The economic mover and shaker this week is Friday’s employment report from the Bureau of Labor Statistics. This monthly report contains a wealth of data for economists, the most publicized being the month-over-month change in Total Nonfarm Employment (the PAYEMS series in the FRED repository). Today we have the ADP August estimate of 237K new nonfarm private employment jobs, an increase over July’s 201K, which was an upward revision of 23K.

The 237K estimate came in above the Investing.com consensus of 183K for the ADP number.

The Investing.com forecast for the forthcoming BLS report is for 180K nonfarm new jobs (the actual PAYEMS number) and the unemployment rate to remain at 4.3%.

Here is an excerpt from today’s ADP report:

“In August, the goods-producing sector saw the best performance in months with solid increases in both construction and manufacturing,” said Ahu Yildirmaz, vice president and co-head of the ADP Research Institute. “Additionally, the trade industry pulled ahead to lead job gains across all industries, adding the most jobs it has seen since the end of 2016. This could be an industry to watch as consumer spending and wage growth improves.”

Mark Zandi, chief economist of Moody’s Analytics, said, “The job market continues to power forward.
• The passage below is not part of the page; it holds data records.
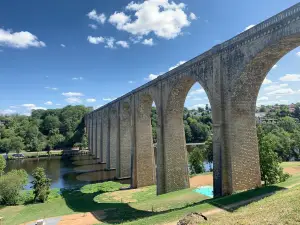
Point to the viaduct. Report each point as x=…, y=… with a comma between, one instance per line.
x=231, y=74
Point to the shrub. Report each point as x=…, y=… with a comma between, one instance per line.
x=109, y=186
x=11, y=185
x=41, y=185
x=196, y=161
x=2, y=165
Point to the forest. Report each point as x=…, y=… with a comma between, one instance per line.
x=64, y=129
x=44, y=130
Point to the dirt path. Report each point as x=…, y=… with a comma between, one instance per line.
x=201, y=180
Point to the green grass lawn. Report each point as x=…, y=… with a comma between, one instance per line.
x=290, y=164
x=280, y=208
x=132, y=206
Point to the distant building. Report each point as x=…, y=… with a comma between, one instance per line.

Job creation is strong across nearly all industries, company sizes. Mounting labor shortages are set to get much worse. The initial BLS employment estimate is often very weak in August due to measurement problems, and is subsequently revised higher. The ADP number is not impacted by those problems.”

Here is a visualization of the two series over the previous twelve months.

 

The key difference between the two series is that the BLS series is for Nonfarm Payrolls while ADP tracks private employment.